Der Einfluss des Hundeführers und die Problematik von Double Blind Tests

In einer Studie der SWGDOG (Scientific Working Group on Dog and Orthogonal Detector Guidelines) aus dem Jahre 2010 stellen die Autoren fest, dass bei Ihren Versuchen mit Sprengstoffhunden die Annahmen der Hundeführer über das mögliche Vorhandensein oder Nichtvorhandensein von Sprengstoff in den Suchen einen Einfluss auf das Suchergebnis der Hunde hat: Handler beliefs affect scent detection dog outcomes (Lisa Lit, Julie B. Schweitzer and Anita M. Oberbauer).
In einer späteren Studie des Ethology Institute Cambridge and GNR aus dem Jahre 2012 kommt man hingegen zu einem völlig anderen Ergebnis; die Voreingenommenheit des Hundeführers habe keinen Enfluss auf die Suchleistung der Hunde: Handler Beliefs Do Not Affect Police Dog Detection Outcomes (Abranmto Pintes, Rodrigo, Pinto), 2012.

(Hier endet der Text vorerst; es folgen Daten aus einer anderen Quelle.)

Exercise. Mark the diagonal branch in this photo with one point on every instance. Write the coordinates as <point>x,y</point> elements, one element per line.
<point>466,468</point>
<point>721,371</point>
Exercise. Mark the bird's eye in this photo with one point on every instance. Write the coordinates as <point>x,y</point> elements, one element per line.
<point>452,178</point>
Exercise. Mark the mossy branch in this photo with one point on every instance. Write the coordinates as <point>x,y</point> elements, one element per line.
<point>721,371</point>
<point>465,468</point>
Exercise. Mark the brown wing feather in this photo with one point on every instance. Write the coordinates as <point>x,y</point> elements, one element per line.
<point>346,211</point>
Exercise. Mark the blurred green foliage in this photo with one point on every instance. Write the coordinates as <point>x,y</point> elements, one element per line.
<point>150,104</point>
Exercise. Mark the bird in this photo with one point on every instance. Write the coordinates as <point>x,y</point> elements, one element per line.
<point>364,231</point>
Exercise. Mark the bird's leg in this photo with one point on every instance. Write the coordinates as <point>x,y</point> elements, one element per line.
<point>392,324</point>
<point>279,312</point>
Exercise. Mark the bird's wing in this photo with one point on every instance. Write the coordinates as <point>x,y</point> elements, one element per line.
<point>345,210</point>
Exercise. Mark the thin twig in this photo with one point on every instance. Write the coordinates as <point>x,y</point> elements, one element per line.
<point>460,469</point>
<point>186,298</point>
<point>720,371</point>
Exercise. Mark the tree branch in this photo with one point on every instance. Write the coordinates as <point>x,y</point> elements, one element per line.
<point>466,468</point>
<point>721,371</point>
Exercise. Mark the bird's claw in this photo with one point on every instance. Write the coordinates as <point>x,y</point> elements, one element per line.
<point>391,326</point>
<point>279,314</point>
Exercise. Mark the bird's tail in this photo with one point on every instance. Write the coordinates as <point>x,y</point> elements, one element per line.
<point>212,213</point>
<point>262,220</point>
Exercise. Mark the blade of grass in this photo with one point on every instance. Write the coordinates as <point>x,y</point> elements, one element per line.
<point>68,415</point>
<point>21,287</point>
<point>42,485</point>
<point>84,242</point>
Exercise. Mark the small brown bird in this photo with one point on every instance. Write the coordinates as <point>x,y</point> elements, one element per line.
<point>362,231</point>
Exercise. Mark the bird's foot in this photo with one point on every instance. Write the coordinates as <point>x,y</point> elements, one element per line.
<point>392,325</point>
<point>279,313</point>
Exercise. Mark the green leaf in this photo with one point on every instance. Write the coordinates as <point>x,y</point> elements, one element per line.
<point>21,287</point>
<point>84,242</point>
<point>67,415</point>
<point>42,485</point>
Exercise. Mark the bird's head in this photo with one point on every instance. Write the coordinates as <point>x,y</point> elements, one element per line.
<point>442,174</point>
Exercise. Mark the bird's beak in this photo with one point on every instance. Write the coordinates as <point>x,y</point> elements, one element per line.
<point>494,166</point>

Aus eigenen Beobachtungen neige ich dazu, dem Einfluss des Hundeführers einen großen Stellenwert zuzuschreiben. Was sich in diesem wissenschaftlichen Disput vor allem aber sehr schön zeigt, ist die Komplexität einer korrekten wissenschaftlichen Arbeit auf einem vermeintlich einfachen Gebiet. In einem Kommentar auf die erstgenannte Studie wird den Autoren vorgeworfen, nicht kosequent wissenschaftlich die Doppelblindtests durchgeführt zu haben.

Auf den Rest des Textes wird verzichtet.